Кирилл с шумом сполз на пол. Ипсилон не заметил – он был в бешенстве, – лжесвященник отодвинул одну из плит и достал из ямки кожаный сверток на тесёмках.
– Я знаю, зачем ты пришел. Можешь отрицать, но путь сюда ты нашел не просто так. Это место просто так не находят. Поначалу я удивлялся, отчего же все так? Отчего обычные люди не приходят? Теперь же, наверное, я устал, и усталость застилает мне глаза.
– Наверное, боги послали меня сюда, чтобы я увидел мерзость этого мира. Ничего. Ничего. Я избавлю… – Ипсилон сбился на шепот. – Спасибо, спасибо, что показали. Я уничтожу их всех. Изведу. Избранный должен…
– Боги! Им не нужны чужие руки. Убийство – единственное для чего они нисходят к нам. Не прикрывайся богами.
– Я отправлю тебя в ад! – закричал Ипсилон, брызжа слюной.
Он весь навалился на стол, ногтями впившись в древесину. Эхо от голоса рыком прокатилось по холодной комнате, спугнув пауков на потолке.
– Да, мне пора, а, может, я уже в нем? – Кирилл вернулся на стул и положил сверток на колени. – Я, признаюсь, ждал этого момента с надеждой. Может, даже такому ничтожеству найдется спасение у богов?
– Как ты смеешь? Ты не попадешь к богам.
– Ты ведь тоже ищешь спасение…
– Заткнись!
– …все его ищут. Все, что мы делаем в этом мире – ищем спасение. Иногда между ритуалами я думал, что на землю нас сослали за какие-то страшные грехи, а не за сорванный плод. Я признаю, что занимался недостойными вещами, ну, а ты признаешься? Когда впервые переступаешь границу дозволенного – думаешь только о следующем разе. Получится ли? Осмелюсь ли я? Когда же привыкаешь – начинаешь хотеть большего. Хотя, в нынешнее время я мог избежать дикого извращения… Это был уже мой выбор. Я знаю, чего ты хочешь, но ты так запутался. Где горит свет, Ипсилон? Он должен гореть в груди и согревать, а не быть все время впереди.
– Хочешь убить меня? – произнес Ипсилон. – Занять мое место? Сохранить тайну?

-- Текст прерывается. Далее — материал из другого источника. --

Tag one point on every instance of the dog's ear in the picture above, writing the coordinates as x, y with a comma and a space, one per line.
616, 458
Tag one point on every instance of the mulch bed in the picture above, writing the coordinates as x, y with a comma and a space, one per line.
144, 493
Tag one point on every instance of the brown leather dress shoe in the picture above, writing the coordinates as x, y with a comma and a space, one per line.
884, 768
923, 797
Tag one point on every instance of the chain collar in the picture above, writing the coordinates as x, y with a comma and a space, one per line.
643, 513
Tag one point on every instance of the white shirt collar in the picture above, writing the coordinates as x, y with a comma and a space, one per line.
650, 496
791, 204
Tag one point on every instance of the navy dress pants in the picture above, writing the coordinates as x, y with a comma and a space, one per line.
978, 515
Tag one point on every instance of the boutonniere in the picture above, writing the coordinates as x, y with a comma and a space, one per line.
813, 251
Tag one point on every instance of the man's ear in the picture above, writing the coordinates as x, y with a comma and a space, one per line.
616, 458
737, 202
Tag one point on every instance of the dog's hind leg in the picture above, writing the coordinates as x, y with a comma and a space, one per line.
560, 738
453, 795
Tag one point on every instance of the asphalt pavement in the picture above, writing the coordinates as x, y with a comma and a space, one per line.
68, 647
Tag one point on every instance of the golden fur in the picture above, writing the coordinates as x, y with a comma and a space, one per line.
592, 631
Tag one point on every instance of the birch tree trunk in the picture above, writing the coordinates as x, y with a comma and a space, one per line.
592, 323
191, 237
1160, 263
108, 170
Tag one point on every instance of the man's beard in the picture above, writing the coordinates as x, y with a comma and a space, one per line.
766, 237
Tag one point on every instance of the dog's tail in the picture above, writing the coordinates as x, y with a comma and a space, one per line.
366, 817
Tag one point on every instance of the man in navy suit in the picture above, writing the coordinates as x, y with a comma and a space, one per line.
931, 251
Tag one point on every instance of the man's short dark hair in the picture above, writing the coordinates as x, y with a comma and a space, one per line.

– Нет, мое место – в этом подвале посреди темноты. Здесь я себя чувствую на своем месте. В молодости мне, как и всем, хотелось чего-то великого, хотелось, чтобы все вертелось вокруг меня. Слава старости с ее потускневшими и облупившимися красками! Да, красками. Я стал находить себя на потрескавшихся картинах, на лоснящихся, точно кошках, стенах. Но лучше я буду таким – использованным и испытанным временем, чем никогда не знавшим холодного ветра и дождей. Это все ради моего самодовольства, я хочу, чтобы люди видели, через что я прошел. Ты видел Иисуса у входа? Вот это – я, такой же обнаженный перед всеми, подвешенный на крюках истязания.
Ипсилон ошеломленно замер.
– Чего ты от меня хочешь?
– Как ты… Что ты есть? Как ты таким вышел? Но – молчи! Я хочу видеть перед собой храбреца, а не сумасшедшего. Я знаю, к чему ты стремишься! О, твое тело само за себя кричит. И я не товарищ на твоем пути, я давно позади. Я лишь переминаю чужой опыт и живу, точно клещом, пока не изопью до последней капли. Но послушай…
– Закрой свой нечистый рот.
Лжесвященник улыбнулся.
– Во время наших ритуалов мне открывалась такая истина… Я ощущал себя единым с чем-то великолепным. Вкушая плоть, Он начинал говорить со мной, показывал такие потрясающие места и ужасающие глубины. Это было словно сном, и, просыпаясь, я почти все тут же забывал. Но нечто я запомнил и поделюсь этим с тобой, если ты кое-что сделаешь для меня, – смущенно промямлил Кирилл.
Ипсилон напрягся.
– С какой стати я должен для тебя что-то делать, черт?